Beyond the Shadows - Brent Weeks [102]
Momma K’s face was turned toward Logan, so Kylar couldn’t read it, but her voice carried the ring of truth, and he heard depths to the stories that Logan couldn’t know. Momma K had been Shinga during all those atrocities. With all the Sa’kagé’s resources, she could have brought her own justice to every case through men like Durzo Blint. But with every prostitute’s death or ill-treatment, she had to decide if justice was worth the possible retaliation. After that nobleman had burned her brothels, Momma K could have sent a wetboy after him—but she’d have risked splitting apart the city in civil war. No wonder she’d turned into such a hard woman.
“I had no idea such things took place,” Logan said.
Beyond him, Queen Graesin put a hand on her crown and adjusted it on her forehead. A bolt of lightning arced through Kylar, but nothing happened. He willed his muscles to relax and stabbed the untouched filet on his plate.
“The question is, is it possible?” Logan was saying. “I mean, building a few bridges over the Plith isn’t going to change things. We’d be fighting against established interests.”
“We ended slavery, and we did it without a war. The time is ripe. People have seen so much tumult in the last year that one more upheaval—if it gives them hope—could change everything. The Nocta Hemata showed the city that the Rabbits can be brave. Pavvil’s Grove showed that they’re willing to bleed for this country. Things can be made new.”
Yes, as soon as the queen’s head explodes.
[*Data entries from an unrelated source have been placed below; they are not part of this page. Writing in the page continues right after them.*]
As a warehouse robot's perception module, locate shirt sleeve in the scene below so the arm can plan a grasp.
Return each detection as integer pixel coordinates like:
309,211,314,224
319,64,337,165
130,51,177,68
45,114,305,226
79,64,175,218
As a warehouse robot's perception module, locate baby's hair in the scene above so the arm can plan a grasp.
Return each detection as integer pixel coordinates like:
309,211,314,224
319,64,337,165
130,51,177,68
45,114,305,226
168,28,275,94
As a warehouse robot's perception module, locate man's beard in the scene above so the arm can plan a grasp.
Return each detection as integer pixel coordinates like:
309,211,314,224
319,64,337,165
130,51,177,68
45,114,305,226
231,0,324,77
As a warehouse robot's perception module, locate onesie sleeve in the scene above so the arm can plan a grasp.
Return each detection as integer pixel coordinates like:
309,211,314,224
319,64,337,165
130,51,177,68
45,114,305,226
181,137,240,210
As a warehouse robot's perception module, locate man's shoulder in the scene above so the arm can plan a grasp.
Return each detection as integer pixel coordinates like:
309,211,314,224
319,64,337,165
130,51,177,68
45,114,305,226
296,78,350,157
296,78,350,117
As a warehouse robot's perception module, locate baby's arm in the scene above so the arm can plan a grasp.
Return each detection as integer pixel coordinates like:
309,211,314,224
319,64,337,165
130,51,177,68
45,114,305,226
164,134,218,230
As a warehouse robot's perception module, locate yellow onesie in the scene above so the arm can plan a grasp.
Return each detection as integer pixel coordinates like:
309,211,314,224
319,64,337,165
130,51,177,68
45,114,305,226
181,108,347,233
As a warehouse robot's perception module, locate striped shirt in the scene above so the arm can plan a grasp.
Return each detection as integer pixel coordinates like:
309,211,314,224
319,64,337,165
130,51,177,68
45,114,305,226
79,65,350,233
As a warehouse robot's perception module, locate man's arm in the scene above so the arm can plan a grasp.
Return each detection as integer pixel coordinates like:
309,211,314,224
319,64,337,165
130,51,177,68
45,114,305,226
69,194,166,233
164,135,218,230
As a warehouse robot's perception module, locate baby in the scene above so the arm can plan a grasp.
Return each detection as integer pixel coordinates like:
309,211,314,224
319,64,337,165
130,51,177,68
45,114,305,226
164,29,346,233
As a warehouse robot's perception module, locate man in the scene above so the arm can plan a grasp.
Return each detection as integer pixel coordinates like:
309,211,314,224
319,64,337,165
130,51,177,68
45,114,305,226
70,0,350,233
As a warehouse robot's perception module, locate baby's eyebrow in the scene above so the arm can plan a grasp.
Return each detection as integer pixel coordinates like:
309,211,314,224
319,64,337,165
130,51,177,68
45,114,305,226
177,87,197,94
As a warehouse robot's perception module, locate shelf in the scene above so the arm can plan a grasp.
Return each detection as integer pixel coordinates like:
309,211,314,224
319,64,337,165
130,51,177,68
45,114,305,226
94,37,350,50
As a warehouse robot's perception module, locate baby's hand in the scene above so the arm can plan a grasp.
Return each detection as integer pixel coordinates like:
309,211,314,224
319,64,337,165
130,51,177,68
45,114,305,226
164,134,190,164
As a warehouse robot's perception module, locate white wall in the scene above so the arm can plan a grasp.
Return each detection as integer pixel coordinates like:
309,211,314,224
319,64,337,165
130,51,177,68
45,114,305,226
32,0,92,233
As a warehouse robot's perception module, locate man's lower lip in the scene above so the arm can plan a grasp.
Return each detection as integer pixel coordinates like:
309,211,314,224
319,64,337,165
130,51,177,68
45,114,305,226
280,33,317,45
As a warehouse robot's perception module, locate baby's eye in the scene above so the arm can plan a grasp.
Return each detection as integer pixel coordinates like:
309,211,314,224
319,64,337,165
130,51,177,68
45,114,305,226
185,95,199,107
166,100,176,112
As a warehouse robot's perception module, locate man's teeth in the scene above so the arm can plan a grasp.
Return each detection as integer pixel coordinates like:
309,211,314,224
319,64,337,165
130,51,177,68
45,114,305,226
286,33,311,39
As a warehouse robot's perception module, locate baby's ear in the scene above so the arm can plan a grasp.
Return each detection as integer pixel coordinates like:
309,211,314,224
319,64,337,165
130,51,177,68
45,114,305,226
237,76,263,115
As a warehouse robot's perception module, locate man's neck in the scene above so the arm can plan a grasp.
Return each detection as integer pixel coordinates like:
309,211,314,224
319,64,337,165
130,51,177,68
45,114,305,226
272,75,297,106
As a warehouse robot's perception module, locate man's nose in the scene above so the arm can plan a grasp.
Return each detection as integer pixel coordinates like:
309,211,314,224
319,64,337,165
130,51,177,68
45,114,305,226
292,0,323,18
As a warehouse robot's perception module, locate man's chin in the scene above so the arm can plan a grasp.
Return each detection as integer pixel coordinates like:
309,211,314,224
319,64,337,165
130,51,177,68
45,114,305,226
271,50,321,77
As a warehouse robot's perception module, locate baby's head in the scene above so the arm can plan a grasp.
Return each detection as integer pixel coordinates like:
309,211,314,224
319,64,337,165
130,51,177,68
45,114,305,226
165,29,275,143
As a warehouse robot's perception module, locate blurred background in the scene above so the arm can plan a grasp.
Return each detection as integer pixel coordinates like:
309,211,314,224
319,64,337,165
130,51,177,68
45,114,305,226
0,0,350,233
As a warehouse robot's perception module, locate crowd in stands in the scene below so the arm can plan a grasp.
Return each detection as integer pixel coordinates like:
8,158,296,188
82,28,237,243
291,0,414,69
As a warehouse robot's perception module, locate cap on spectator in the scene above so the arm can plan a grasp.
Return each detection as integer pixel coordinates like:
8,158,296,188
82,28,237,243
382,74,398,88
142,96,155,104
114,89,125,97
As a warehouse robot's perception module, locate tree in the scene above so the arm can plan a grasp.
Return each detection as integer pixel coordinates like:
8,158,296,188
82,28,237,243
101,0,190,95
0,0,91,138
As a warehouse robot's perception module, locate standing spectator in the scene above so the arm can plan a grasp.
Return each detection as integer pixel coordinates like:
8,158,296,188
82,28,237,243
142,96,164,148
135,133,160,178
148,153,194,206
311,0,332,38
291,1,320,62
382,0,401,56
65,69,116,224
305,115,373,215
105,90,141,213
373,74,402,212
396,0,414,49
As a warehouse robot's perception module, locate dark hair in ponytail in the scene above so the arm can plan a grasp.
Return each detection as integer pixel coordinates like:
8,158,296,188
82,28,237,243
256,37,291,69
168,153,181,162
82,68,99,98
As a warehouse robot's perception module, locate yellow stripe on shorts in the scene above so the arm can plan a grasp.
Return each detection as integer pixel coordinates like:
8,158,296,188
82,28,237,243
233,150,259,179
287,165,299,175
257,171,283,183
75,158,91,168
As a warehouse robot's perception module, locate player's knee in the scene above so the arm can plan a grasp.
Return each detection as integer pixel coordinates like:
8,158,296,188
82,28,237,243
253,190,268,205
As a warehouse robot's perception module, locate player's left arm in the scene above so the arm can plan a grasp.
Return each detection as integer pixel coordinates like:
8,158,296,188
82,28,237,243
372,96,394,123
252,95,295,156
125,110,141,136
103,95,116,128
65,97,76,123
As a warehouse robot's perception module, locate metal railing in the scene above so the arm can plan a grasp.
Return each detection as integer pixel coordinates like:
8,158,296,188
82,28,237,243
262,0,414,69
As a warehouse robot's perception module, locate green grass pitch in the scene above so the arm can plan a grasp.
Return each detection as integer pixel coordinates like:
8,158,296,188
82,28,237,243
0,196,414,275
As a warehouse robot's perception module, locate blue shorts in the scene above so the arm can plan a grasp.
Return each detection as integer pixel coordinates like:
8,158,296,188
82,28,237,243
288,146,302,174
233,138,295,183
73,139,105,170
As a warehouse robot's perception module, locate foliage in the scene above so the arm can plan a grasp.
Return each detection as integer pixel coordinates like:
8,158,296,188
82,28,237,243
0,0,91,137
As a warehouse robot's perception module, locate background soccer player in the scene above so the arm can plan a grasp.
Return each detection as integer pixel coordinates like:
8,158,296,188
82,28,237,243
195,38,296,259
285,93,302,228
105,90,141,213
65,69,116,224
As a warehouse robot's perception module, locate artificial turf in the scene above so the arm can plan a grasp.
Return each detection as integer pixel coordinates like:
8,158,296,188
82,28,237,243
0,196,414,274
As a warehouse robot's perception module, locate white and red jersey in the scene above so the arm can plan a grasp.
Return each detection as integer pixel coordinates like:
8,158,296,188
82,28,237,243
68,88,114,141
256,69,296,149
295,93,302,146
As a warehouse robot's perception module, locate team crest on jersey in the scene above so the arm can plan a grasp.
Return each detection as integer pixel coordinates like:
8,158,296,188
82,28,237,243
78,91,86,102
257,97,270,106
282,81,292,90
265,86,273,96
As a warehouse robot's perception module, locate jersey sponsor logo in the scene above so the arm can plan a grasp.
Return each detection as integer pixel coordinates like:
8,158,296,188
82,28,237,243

There was something about the way she said “we ended slavery.” She didn’t mean we as in we, Cenaria. If she had become Shinga around the time Count Drake left the Sa’kagé, that meant she’d either been part of abolition movement, or she had decided not to oppose it despite the enormous profits it made for the Sa’kagé. She had to be part of the reason Count Drake’s enemies hadn’t killed him. Kylar wondered at her, this woman who had taught him to read, who had championed him to Durzo, who had helped end slavery and gave the guild rats a safe place to stay in the winter. At the same time, she had ordered dozens or even hundreds of kills. She had bribed magistrates, established dens of gambling and prostitution and riot weed, extorted honest shop keepers, sprung crooks from gaol, crushed her competitors by every means, and enriched herself every step of the way. She was a fearsome woman indeed. Kylar was glad that she’d always liked him.
But none of these ideas would leave the ground while Terah Graesin reigned. Yesterday she had sealed the Warrens. Tomorrow she was going to build new bridges?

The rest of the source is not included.